He was still looming over Caleb with his arms crossed and his face carved in shadow, watching him the way a man watched something he was seconds away from dismantling.

Caleb shook his head, beads of sweat rolling off his forehead at the movement. “I don’t have enough power. I can’t get through—”

“Try again,” ordered Dominic, leaving no room for argument.

Caleb lifted his head to Dominic, staring up at him through grief-rimmed eyes. “I—”

“I. Said. Try. Again.”

A weighty silence moved through the room, thick enough to make me feel like I was choking on it. Caleb blew out a slow breath and then finally nodded, though it looked a lot more like placation than anything related to hope.

“Carly,” he said without looking at his sister.

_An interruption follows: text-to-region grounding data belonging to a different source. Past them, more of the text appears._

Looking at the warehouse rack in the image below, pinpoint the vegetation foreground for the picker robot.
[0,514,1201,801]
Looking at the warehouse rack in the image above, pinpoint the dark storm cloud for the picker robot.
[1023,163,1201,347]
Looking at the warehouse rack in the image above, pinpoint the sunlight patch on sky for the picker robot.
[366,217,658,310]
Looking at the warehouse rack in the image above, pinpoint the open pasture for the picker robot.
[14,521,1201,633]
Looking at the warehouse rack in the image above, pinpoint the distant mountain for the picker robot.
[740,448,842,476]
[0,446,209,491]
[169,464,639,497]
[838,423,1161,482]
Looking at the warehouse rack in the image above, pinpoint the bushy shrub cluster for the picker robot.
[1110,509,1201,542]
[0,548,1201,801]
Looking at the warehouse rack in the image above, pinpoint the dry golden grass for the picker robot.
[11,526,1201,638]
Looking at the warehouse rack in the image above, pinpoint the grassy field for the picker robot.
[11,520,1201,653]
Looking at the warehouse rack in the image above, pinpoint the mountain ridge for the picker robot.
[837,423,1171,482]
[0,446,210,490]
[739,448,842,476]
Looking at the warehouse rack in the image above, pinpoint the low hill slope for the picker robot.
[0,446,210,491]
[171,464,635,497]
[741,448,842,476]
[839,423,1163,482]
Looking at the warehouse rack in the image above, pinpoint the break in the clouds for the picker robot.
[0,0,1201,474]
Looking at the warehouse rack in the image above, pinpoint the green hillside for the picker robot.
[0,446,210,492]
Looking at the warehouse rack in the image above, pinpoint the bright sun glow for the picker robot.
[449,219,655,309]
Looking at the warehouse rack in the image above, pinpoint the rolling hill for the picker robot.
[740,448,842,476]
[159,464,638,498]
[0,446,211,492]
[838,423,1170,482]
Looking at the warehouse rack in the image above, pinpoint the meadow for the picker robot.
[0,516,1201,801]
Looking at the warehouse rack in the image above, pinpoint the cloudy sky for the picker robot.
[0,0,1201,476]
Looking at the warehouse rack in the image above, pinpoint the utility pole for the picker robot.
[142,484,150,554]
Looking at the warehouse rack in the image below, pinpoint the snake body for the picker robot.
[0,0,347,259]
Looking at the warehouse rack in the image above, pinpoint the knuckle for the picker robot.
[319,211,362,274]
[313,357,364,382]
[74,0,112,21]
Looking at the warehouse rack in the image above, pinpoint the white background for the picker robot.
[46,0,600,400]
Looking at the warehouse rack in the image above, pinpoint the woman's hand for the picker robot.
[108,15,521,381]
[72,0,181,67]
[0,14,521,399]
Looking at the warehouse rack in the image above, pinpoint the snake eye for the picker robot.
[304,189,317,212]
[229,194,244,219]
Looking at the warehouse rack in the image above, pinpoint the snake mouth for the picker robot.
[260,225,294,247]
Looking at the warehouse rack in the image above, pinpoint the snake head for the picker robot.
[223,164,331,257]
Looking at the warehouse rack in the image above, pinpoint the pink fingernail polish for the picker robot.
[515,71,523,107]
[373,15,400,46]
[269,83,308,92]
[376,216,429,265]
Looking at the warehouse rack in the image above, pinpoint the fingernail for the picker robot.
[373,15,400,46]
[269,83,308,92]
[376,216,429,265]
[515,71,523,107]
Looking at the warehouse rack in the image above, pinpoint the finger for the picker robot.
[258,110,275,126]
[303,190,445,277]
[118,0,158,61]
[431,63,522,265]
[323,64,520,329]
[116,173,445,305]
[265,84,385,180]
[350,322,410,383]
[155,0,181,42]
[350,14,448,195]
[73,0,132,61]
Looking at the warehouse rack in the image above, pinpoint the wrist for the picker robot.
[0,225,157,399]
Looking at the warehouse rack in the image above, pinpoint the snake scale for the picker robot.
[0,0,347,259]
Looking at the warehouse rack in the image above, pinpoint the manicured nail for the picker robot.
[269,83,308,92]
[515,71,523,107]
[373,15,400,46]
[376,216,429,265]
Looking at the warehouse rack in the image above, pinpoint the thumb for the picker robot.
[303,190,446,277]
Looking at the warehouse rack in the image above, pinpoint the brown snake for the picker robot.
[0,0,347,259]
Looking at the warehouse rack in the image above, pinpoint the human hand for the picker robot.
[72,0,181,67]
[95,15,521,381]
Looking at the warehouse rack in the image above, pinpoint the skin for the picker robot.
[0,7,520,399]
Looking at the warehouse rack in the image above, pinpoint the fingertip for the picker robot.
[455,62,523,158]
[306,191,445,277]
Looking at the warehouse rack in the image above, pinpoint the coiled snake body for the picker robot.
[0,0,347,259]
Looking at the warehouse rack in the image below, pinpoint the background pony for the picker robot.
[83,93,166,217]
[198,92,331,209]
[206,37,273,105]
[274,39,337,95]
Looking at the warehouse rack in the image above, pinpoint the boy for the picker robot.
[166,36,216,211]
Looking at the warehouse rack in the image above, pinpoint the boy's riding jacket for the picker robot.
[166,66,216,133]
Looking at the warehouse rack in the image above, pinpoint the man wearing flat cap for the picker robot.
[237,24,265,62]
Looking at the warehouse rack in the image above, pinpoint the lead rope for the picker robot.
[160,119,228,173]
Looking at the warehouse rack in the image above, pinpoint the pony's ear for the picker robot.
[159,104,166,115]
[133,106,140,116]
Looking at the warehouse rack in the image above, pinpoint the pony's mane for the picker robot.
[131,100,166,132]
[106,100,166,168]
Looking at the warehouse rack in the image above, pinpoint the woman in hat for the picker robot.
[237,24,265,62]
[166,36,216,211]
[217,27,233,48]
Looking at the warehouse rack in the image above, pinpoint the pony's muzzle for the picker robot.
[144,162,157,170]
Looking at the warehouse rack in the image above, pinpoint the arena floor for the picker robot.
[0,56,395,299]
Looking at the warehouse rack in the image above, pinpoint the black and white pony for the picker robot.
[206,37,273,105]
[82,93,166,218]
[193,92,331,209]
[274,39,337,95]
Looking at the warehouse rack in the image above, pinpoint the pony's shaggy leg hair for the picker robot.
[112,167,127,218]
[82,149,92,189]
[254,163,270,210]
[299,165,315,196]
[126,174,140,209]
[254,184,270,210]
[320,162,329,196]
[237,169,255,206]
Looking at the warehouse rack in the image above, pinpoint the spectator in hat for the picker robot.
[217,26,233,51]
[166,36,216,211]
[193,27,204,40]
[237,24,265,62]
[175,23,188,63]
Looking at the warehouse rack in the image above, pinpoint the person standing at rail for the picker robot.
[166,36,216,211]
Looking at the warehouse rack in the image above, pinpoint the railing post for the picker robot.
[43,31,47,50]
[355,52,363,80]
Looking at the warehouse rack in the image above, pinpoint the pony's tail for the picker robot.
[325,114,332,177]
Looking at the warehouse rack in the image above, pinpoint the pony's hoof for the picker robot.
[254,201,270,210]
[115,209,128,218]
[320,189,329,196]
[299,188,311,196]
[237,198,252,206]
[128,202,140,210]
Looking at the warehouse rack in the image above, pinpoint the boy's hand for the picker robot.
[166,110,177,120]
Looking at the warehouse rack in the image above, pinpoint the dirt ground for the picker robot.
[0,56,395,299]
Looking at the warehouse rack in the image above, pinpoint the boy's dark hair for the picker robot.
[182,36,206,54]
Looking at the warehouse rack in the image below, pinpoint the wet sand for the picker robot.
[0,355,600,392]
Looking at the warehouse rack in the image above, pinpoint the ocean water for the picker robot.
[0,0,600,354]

She didn’t need to be asked twice. She scrambled to the coffee table before dropping to her knees beside her brother, grabbing his outstretched hand without hesitation. The moment their skin connected, the light reignited. Her face went pale as she closed her eyes, allowing her brother to drawfrom her power reservoir and siphon her magic to fuel the spell.

I could feel the shift almost immediately…more power flooding into the spell, more hooks sinking into my blood, more of that insistent, stripping pull digging deeper into my veins. A gasp broke out of me as my back arched off the sofa, my hands fisting in the cushions beneath me.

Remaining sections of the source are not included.